Potrzebowaliśmy takiego zwycięstwa i cieszę się że to nastąpiło dzisiaj. Nie wygraliśmy u siebie od meczu z Cracovią. Trafiliśmy na dobra drużynę i groźną ze stałych fragmentów. Nie mam pretensji do Marcusa o karnego. Zagrał niezły mecz, wcześniej pewnie egzekwował jedenastki, które dawały punkty. Zależało mu na tym karnym bo chciał zrobić kołyskę dla córki. Pomógł mu potem Mateusz Szwoch. Zespół dobrze zareagował po dwóch porażkach, jestem zadowolony z gry. Wiemy, że dużo jeszcze meczów przed nami. Jeśli będziemy w takiej dyspozycji, będziemy groźni. To tylko jeden mecz, i aż jeden. Chłopcy uwierzą teraz bardziej w swoje możliwości.

Korona to groźny zespół i też stwarzała sytuacje. Dużo nam wychodziło w defensywie. Zespół uwierzył że można tworzyć sytuacje w ofensywie.

Darek Formella może grać lepiej, nie wszedł dobrze w mecz, potem miał swoja okazję. Mateusz Szwoch zagrał dobre zawody. Cały zespół zagrał dobre spotkanie, od Konrada po Przemka i zawodników wchodzących z ławki.
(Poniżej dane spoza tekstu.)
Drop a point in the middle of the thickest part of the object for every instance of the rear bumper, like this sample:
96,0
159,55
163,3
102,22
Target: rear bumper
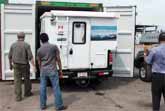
87,74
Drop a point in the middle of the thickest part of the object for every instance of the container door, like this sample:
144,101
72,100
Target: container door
16,18
79,43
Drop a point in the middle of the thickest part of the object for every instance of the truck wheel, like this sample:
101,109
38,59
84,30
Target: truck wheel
145,73
83,82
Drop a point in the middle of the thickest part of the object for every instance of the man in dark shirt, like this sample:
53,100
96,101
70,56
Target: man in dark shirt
19,56
156,58
48,57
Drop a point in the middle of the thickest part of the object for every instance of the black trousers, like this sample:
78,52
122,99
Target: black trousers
158,88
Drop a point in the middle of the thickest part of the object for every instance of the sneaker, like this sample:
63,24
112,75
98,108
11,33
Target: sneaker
18,100
43,108
62,108
30,94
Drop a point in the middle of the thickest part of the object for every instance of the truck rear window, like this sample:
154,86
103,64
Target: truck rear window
99,33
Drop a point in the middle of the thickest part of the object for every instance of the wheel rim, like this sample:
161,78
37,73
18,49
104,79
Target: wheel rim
142,72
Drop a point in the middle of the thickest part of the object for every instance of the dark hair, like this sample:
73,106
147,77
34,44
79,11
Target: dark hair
162,36
44,37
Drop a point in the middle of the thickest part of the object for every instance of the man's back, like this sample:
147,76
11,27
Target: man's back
157,59
47,53
20,52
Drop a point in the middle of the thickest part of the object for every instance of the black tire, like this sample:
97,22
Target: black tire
145,73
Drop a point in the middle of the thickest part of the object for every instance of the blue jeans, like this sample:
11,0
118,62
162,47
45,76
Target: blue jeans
54,78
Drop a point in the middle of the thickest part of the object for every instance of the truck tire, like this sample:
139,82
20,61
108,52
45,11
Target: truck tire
145,73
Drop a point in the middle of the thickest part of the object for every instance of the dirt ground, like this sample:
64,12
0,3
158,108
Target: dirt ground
115,94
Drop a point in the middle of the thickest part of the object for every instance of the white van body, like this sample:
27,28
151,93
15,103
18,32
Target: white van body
87,35
22,17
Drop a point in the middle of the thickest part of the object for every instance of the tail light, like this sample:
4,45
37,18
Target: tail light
110,58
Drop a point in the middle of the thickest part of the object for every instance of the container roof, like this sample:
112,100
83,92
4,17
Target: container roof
80,14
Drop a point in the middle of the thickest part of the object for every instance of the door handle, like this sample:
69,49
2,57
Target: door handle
71,51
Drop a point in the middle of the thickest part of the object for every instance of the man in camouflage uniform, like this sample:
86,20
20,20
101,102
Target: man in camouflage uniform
19,56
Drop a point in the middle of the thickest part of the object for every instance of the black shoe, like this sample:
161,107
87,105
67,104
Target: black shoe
43,108
62,108
30,94
18,100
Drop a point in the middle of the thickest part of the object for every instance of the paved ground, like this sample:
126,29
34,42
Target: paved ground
115,94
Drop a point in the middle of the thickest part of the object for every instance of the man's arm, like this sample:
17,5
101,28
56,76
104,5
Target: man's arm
59,62
39,62
149,57
10,58
30,57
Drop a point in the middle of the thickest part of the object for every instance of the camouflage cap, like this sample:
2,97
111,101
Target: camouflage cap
21,35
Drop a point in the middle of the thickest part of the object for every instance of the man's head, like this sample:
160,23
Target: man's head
21,35
44,37
162,37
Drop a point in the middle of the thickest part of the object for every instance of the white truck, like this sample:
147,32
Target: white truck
86,41
23,16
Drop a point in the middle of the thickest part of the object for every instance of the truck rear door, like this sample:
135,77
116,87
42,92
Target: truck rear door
79,43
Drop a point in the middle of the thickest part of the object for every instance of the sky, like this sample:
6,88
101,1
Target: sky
150,12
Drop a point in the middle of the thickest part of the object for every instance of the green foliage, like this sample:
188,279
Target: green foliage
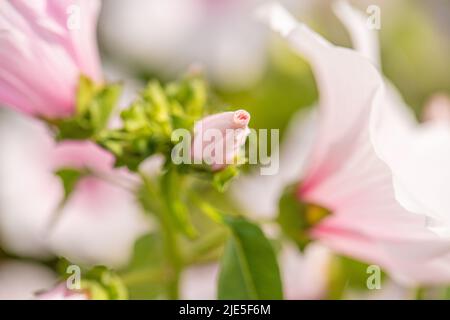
296,217
249,268
145,276
149,121
69,178
94,107
104,284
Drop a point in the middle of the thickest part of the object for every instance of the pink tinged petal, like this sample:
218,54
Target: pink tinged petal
259,194
223,134
437,108
36,44
101,220
305,275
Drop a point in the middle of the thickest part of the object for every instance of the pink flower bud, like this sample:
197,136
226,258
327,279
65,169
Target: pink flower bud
45,46
219,137
61,292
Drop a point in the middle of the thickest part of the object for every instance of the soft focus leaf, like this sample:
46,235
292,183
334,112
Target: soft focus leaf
144,276
249,268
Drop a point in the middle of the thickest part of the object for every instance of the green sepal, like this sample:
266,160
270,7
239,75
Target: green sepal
296,217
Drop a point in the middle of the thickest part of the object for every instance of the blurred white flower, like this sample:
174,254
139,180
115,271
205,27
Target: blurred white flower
98,224
166,36
22,280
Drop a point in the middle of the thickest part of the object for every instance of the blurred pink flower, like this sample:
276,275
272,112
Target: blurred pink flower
60,292
99,222
351,170
219,137
44,47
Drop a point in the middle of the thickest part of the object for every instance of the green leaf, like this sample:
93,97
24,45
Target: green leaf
101,277
222,178
102,106
249,268
69,178
85,93
145,276
296,217
172,192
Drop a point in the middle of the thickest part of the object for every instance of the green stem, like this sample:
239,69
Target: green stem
173,257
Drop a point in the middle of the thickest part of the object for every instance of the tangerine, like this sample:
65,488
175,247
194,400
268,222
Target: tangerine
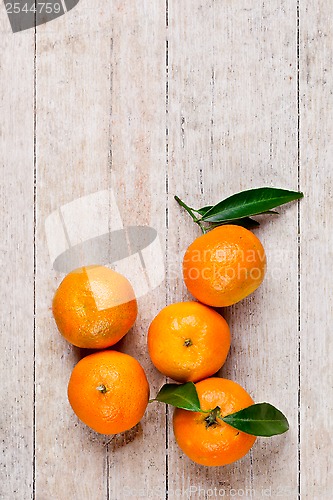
224,265
188,341
94,307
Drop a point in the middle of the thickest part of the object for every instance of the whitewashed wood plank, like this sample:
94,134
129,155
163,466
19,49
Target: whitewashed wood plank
232,126
137,135
100,88
316,148
16,261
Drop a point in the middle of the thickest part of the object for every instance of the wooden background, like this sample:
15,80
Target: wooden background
195,98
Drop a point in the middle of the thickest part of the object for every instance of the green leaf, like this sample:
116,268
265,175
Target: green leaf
248,203
260,419
183,396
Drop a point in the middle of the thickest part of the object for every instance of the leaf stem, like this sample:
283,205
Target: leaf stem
101,388
190,211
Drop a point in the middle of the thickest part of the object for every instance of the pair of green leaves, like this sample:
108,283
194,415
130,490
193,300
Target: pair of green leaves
260,419
241,207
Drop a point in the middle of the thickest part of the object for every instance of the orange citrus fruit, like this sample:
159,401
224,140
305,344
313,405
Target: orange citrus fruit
188,341
108,391
224,265
205,438
94,307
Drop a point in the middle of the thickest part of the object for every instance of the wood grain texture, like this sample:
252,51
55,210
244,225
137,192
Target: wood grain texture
316,148
16,262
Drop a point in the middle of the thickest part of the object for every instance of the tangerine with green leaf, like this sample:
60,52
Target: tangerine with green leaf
188,341
224,266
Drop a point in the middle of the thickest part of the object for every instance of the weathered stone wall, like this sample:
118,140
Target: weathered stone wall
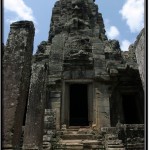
33,132
141,55
16,77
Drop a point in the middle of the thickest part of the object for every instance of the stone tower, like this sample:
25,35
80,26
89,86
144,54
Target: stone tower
82,86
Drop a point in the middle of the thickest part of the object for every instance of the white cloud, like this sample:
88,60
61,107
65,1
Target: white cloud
125,45
22,11
133,12
113,32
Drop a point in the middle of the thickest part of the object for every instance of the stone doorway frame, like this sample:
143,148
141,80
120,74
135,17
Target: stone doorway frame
65,100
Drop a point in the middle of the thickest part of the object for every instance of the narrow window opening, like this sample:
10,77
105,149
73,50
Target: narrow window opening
78,105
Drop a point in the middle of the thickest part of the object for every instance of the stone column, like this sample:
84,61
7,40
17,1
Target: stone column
16,77
33,132
103,108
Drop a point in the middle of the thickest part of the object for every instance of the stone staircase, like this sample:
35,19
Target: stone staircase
78,139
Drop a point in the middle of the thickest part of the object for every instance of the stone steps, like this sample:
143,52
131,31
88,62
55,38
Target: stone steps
79,145
78,139
76,136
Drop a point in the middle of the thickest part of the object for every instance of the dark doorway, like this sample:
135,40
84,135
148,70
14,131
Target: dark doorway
78,105
133,109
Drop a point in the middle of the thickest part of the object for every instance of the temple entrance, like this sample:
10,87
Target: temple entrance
78,115
133,109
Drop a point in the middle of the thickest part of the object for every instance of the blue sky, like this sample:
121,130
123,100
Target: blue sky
123,19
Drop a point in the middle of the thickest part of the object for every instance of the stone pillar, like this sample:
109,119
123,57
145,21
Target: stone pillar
33,132
141,56
16,77
103,106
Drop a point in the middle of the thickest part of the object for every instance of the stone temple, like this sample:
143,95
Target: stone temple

Sędziowie dyktują sporo rzutów karnych. Nie chce oceniać drugiego karnego. Nie mnie to oceniać, nie widziałem dokładnie tej sytuacji. Od tego są sędziowie.

Chcemy zagrać w finale Pucharu Polski i chcemy ustawić sobie ten dwumecz w pierwszym spotkaniu. Mamy też potem mecz w Krakowie. Postaramy się żeby w tym pierwszym pucharowym meczu zdobyć zaliczkę.

 

Maciej Bartoszek:

Cóż mogę powiedzieć. Zdawaliśmy sprawę, że to będzie trudne spotkanie i Arka postawi trudne warunki. Wydawało się, że weszliśmy dobrze w mecz, ale później Arka oprócz umiejętności zostawiła na boisku dużo zdrowia. Gdzieś to nas rozbijało. W pierwszej połowie mieliśmy trochę czasu w którym było w naszej grze mało jakości i w obronie, i w ataku. Tego konsekwencją był karny i bramka dla Arki. Doprowadziliśmy do wyrównania i wydawało się, że wywieziemy z ciężkiego terenu chociaż punkt. Niestety sytuacja problematyczna - cała po której był karny, bo wcześniej był faul w środku boiska. Bramka na 2:1 ustawiła to spotkanie. Arka mądrze czekała na ataki, my się musieliśmy otworzyć bo dążyliśmy do wyrównania. Arka wykorzystała też to, że boisko dzisiaj nie sprzyjało grze, nie sprzyjało żeby atakować. My graliśmy, Arka wybijała nas z rytmu, kontrowała, i w kontrach wszystko im wychodziło. Musimy się pogodzić z porażką. Gratuluję Arce.

Ciężko ocenić debiut Milana Borjana po czterech straconych golach. Arce w ofensywie wszystko wychodziło. Można być zadowolonym z występu - obroniony karny, kilka interwencji, nie mogę mieć pretensji. Cały zespół strzela gole i cały broni dostępu do bramki. W większości sytuacje Arki wynikały z przechwytu i kontr. Te kontry były bardzo konkretne, kończone strzałami. Na gorąco nie chce oceniać obrońców.